# What did you do this Summer



## roman (Sep 28, 2007)

For the few buddies I have on this forum. This is what I did this summer.

I reflected on past and recent projects.










I went fly fishing in the remote mountains of BC with my daughter and we went salmon fishing off the coast of Vancouver island.









I did some landscaping, found some old junk and made a birdhouse, cut an old stump off and did some gardening



















I found and dug out rocks to make stone fencing










I watched the deer play in the evening on long walks down country roads





































I admired the birds










I went for long swims with my dogs










I enjoyed the rain and the thunderstorms that came and left










I reflected on how fortunate I am, on what a good life I've had, and I watched the sun rise and set everyday



















Thanks for looking

Hope you all had a great summer


----------



## Sanding2day (May 6, 2013)

Great pics… Living the dream  Thanks for sharing…


----------



## madts (Dec 30, 2011)

For a MORON you did just great ))) Wife and I were in Denmark/Norway and did not take as good pic as you.


----------



## roman (Sep 28, 2007)

Oh so long ago, in my early 20's, supporting a wife and 2 toddlers, living in a small downtown crappy apartment with no car, no fridge, no stove and putting myself through school, at the time, seemed like a struggle that would never end.
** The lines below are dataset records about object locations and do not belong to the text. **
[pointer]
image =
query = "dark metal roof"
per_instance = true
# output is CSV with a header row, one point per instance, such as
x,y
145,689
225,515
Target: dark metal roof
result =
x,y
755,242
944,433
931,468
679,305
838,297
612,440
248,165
Thinking back, they were the best times of my life.


----------



## roman (Sep 28, 2007)

Thanks Madts

never been across the big pond yet : (

I'm off again to the interior of Vancouver Island to do some fishing, some hiking, some surfing, and most importantly, to walk my daughter down the isle, and give her hand away in marriage : ))))

No phone, no internet, ….yaaaaa baby

Take care folks


----------



## widdle (Mar 10, 2010)

good stuff.. hope you get some waves..


----------



## roman (Sep 28, 2007)

waves r guaranteed

we have a wake surf boat : )) in the event the waves don't come


----------



## LittlePaw (Dec 21, 2009)

About a month ago, i visited a Farmers Market in a small town, met some really friendly folks and many invited me to set up a table with them. I thought, "my carvings in a farmers mkt? Surely you jest!?" Then I thought, "What can I lose? I can continue to get some of the best tasting peaches and garden fresh veggies and Oh, the water melons!" So for $25, I signed up for a table for the year and started showing my stuff and demoing some of my carvings. The first two weeks, I sold nothing, but a lot of visitors said they'd be back. And I thought to myself, "Sure!" Well, sure enough, during the past weeks, two who said would come back, called me and came by my studio and bought over $500 worth of my work!
What happened did make me rethink what i've been doing, which was going to woodcarving shows in the surrounding states winning blue, red and white ribbons' with which I pinned them on the wall next to my pianbo; won a Best of Show and Carver of the Year, 20012 - but did not sell a single piece to help pay for the thousands I spent going to these shows.
Away from woodcarving shows, two people who saw my walking cane - (Liberty Stick) at a medical lab waiting room, the other at a hearing aid store - (Trout Stream) bought over $6,000 of my carvings! 
I am not saying that going to carving shows were mistakes - definitely not. They taught me a lot, including humility and perspective; made some friends I wouldn't have otherwise. I thought that if I had a continuing mentor from the time I was first introduced to carving as a teenager, and kept up carving through the years, how much better could I be now? I now really want to find and encourage youngsters to be inspired to start carving. I would help them and be their mentor for as long as they need me. That gives me a whole new outlook and purpose in life. Maybe, just maybe . . . 
Summer isn't over yet, Moron, and I am still enjoying, looking for and finding interesting projects. Oh yes, I built two raised gardens and planted some Black Diamond Water Melon seeds. Most of them have sprouted. I am looking forward to harvesting some Black Diamonds in Oct! I too know that as you are, I am very blessed! Thank you for a chance to think out loud!


----------



## PineChopper (May 21, 2012)

I wish I could say that I was able to do as much!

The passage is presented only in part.